Your Gmail Has a New Problem: AI Chrome Extensions That Spy From the Inside

Spam was yesterday’s problem. Today’s risk is more sophisticated.
It’s news. A growing number of users, estimated at around 300,000, have installed malicious Chrome extensions posing as helpful AI tools. Instead of boosting productivity, these extensions quietly siphon email threads, drafts, and even AI generated summaries straight to attacker controlled servers.
And yes, they do it while Gmail’s built in protections sit there, blissfully unaware.
It is a browser level betrayal.
The AI Email Threat Just Leveled Up
The attackers are clever. They disguise their extensions as AI sidebars, writing assistants, or productivity boosters. Some mimic legitimate sounding names such as “Gemini AI Sidebar,” “AI Assistant,” or “ChatGPT Translate.”
Once installed, the extension requests broad permissions. Access to mail.google.com. The ability to read and change data on websites you visit. That sounds technical. What it really means is full access to your inbox.
From there, data extraction begins:
- Email threads
- Draft messages
- Attachments
- AI generated summaries and replies
Everything gets packaged up and sent elsewhere.
AI is also being used on the attacker side. Stolen content fuels hyper personalized phishing campaigns. Social media profiles and public data get scraped. Promotions, job changes, company announcements, all folded neatly into convincing emails that look authentic.
The result is a business email compromise that feels frighteningly real. Fake invoice updates. Wire transfer instructions that reference actual projects. The executive tone replicated almost perfectly.

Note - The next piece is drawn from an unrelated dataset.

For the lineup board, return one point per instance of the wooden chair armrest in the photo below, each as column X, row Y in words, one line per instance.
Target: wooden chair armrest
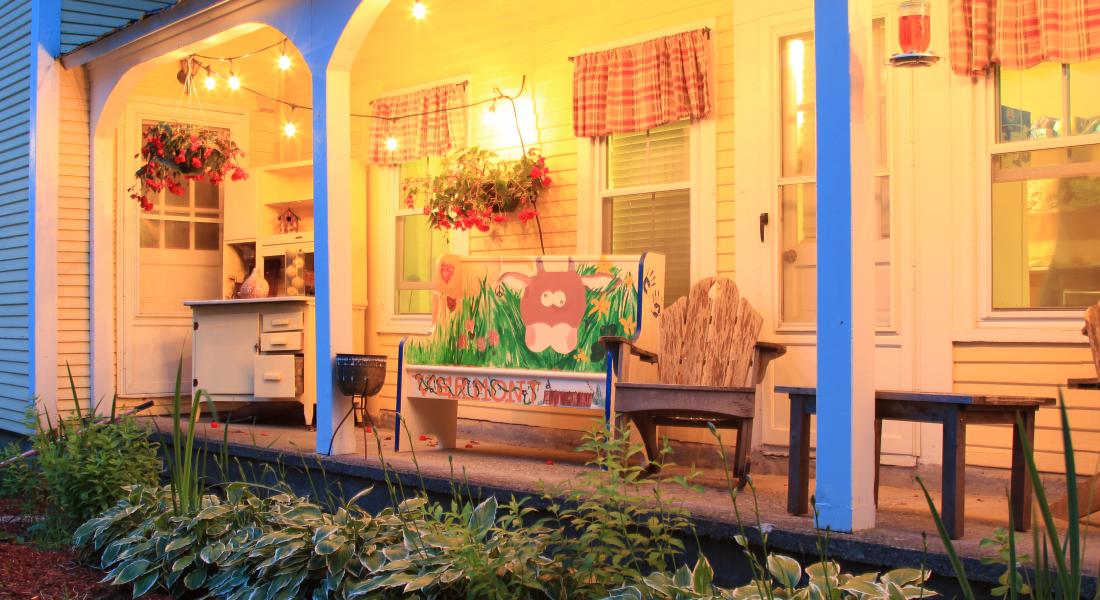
column 763, row 353
column 617, row 345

Old red flags like poor grammar and awkward phrasing have quietly disappeared.
Legacy email security struggles here. Traditional filters reportedly fail against a significant majority of AI crafted phishing attempts because the signals they once relied on no longer exist.
In other words, the threat could evolve silently after installation.
There is another detail that deserves attention. Some variants requested or activated browser based voice capabilities. In certain scenarios, this could potentially capture spoken audio near the device and convert it into transcripts sent back to attacker infrastructure.
Email content. Login credentials. Browsing patterns. Possible voice recordings. All within reach if the extension remained active.
If you installed one of these tools, there is a realistic possibility that highly sensitive information has already been exposed.
Google has since confirmed that the extensions identified in this report have been removed from the Chrome Web Store. A spokesperson stated that the company can confirm the extensions in question are no longer available for download.
Removal from the store, however, does not automatically remove them from user browsers.
That final step rests with you.
Why This Problem Is Escalating
AI has changed the economics of cybercrime.
Instead of sending one poorly written phishing email to a thousand people, attackers can now generate thousands of highly tailored emails per second. Each one references real events. Each one sounds like someone you actually know.
At scale, that becomes dangerous.
The combination of malicious extensions harvesting data and AI generating believable scams creates a feedback loop. More data leads to better phishing. Better phishing leads to more compromised accounts.
And all of it starts with a browser extension that promises to “supercharge your productivity.”
How To Spot A Suspicious AI Extension
Start with your Chrome extensions list.
Look for names that mimic popular AI tools. Some previously flagged examples have included:
- Gemini AI Sidebar
- AI Assistant
- ChatGPT for Gmail
- ChatGPT Translate
- AI GPT
- AI Cover Letter Generator
- DeepSeek Download
- Email Generator AI
- Llama
Do not rely on install counts alone. Attackers use what security researchers call extension spraying, pushing malicious add ons widely to create the illusion of legitimacy.
Check permissions carefully. Red flags include:
- Access to mail.google.com
- Permission to read and change all data on websites you visit
If an extension designed to summarize emails wants unrestricted web access, that should trigger questions.
How To Remove It
Open Chrome. Click the three dot menu.
Go to Extensions, then Manage Extensions. You can also type chrome://extensions/ directly into the address bar.
From there:
- Toggle off any suspicious extension
- Click Remove
- Restart your browser
Simple steps, but critical.
What To Do Immediately After Removal
Do not stop at uninstalling. Take these follow up actions:
- Run a full antivirus scan
- Reset Chrome settings to original defaults
- Change your Gmail password
- Enable two factor authentication
- Monitor account activity for anything unusual
- Update your operating system and browser
This reduces the risk that any secondary payload remains active.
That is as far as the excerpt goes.